L’époque a changé mais aussi la manière d’accéder à l’œuvre. Nous découvrons Baczynsky à travers un livre, non une exposition. Placés en vis-à-vis, textes et photographies créent un rythme qu’ils bouleversent aussitôt. Rien ne change, ni l’organisation de l’ouvrage, ni le format de l’image, ni le cadre qu’il impose aux mots (ceux-ci entrent coûte que coûte dans le champ, quitte à maltraiter les césures). Et pourtant, cette composition invariable ouvre sur des variations infinies qui malmènent la lecture. Si la mesure du temps spatialise la durée, comme nous dit Bergson, en ramenant un mouvement à sa trajectoire, il y a, sans doute, dans le travail de Baczynsky, de la démesure pour qu’il temporalise ainsi l’espace.

D’abord, le texte semble un commentaire de l’image, un sous-titre qui ajoute ou traduit un sentiment que le visage photographié ne rend pas toujours lisible.

Mais, après quelques pas, le lecteur trébuche. Le cadrage, ajusté au portrait, n’empêche pas la fuite de l’artiste, son glissement vers un bord où il disparait, totalement ou en partie. Le texte aussi est glissant et certains énoncés (« je serai un juif célèbre ») associé à l’image d’à côté prennent une profondeur tragique (la cabine est vide, seul le rideau reçoit l’éclair du flash).

Les écarts se multiplient et le lecteur tâtonne. Entre les mots écrits (qui accompagnent une cure analytique), s’installent les faux-plats qui donnent au récit son relief poétique, et ses silences. Parfois, le cadre reste vide, puis se re-densifie d’une écriture serrée et fébrile.

La pensée est stimulée par ce qui lui résiste. Ici, c’est le vide, le trou d’air qui met l’écriture en mouvement, en faisant vibrer l’espace du livre.

La liberté des associations stimule une entropie grandissante, et nous réalisons, en chemin, que le recto et le verso s’accordent (la connaissance, après coup, du contexte, nous apprend que c’est en effet au dos de l’image que les mots ont été écrits, après chaque séance chez l’analyste. L’autoportrait n’est en fait qu’une médiation entre deux moments de verbalisation, comme le souligne Clément Chéroux. Mais la composition du livre offre d’abord une autre lecture). L’image a son éclairage derrière soi. Le lecteur enjambe et se retourne, il accepte comme l’artiste les ramifications du temps, ses allers et retours que la thérapie produit.  Il patauge avec lui dans un fleuve qui a quitté son lit.

 

Dans un photomaton, la prise de vue est fonctionnelle. Dédié à la photo d’identité, il duplique, sans état d’âme ni parti pris, un visage qui doit évacuer toute expression susceptible d’en altérer les traits. C’est une réplique de soi, d’un moi vidé de sa subjectivité, réductible à des traits qui assurent sa reconnaissance sociale.
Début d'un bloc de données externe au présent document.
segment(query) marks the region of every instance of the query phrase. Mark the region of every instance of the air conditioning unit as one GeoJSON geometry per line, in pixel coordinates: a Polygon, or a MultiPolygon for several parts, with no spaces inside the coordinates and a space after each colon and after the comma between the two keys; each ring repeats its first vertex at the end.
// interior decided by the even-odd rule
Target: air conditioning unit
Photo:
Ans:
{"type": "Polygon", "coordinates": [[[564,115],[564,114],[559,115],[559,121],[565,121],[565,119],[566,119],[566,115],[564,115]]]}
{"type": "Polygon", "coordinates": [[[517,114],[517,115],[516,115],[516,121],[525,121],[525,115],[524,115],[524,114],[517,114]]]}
C’est en tous cas le message que nous enregistrons aujourd’hui. Pour que l’on comprenne bien à quel usage l’appareil est destiné, un visage lisse affiche la neutralité requise par les formalités d’usage. De ce point de vue, Baczynsky ne joue pas le jeu en posant cigarette au bec, mains jointes ou poings fermés. Il change les règles. Prise en photo, l’identité est au travail et elle travaille l’image qui change avec l’avancée du récit.

Mais, se faisant, l’artiste travaille aussi notre perception amnésique de l’image. Il nous rappelle l’histoire de l’outil, inventé dans les années trente, et offrant un huis-clos qui libère, à l’abri des regards, la puissance expressive du visage (l’injonction actuelle s’en souvient d’ailleurs tacitement puisque la neutralité qu’elle prescrit vient freiner cette puissance). Les autoportraits en rafale offrent ainsi aux surréalistes une alternative à l’écriture automatique et révèlent les faces cachées du visage, observe Clément Chéroux. Dans le film d’Ettore Scola (Nous nous sommes tant aimés), le visage de l’actrice se défait devant l’objectif, il perd peu à peu sa contenance et finit par fondre, en larmes.

Le déclenchement automatique prévient parfois la pose, coupant court à la mise en scène par laquelle l’on essaie de faire bonne figure. Le contrôle par lequel le selfie prend l’image de l’image de soi préalablement composée est pris en défaut par le déclic et c’est la réalité du sujet qui s’imprime, multiple.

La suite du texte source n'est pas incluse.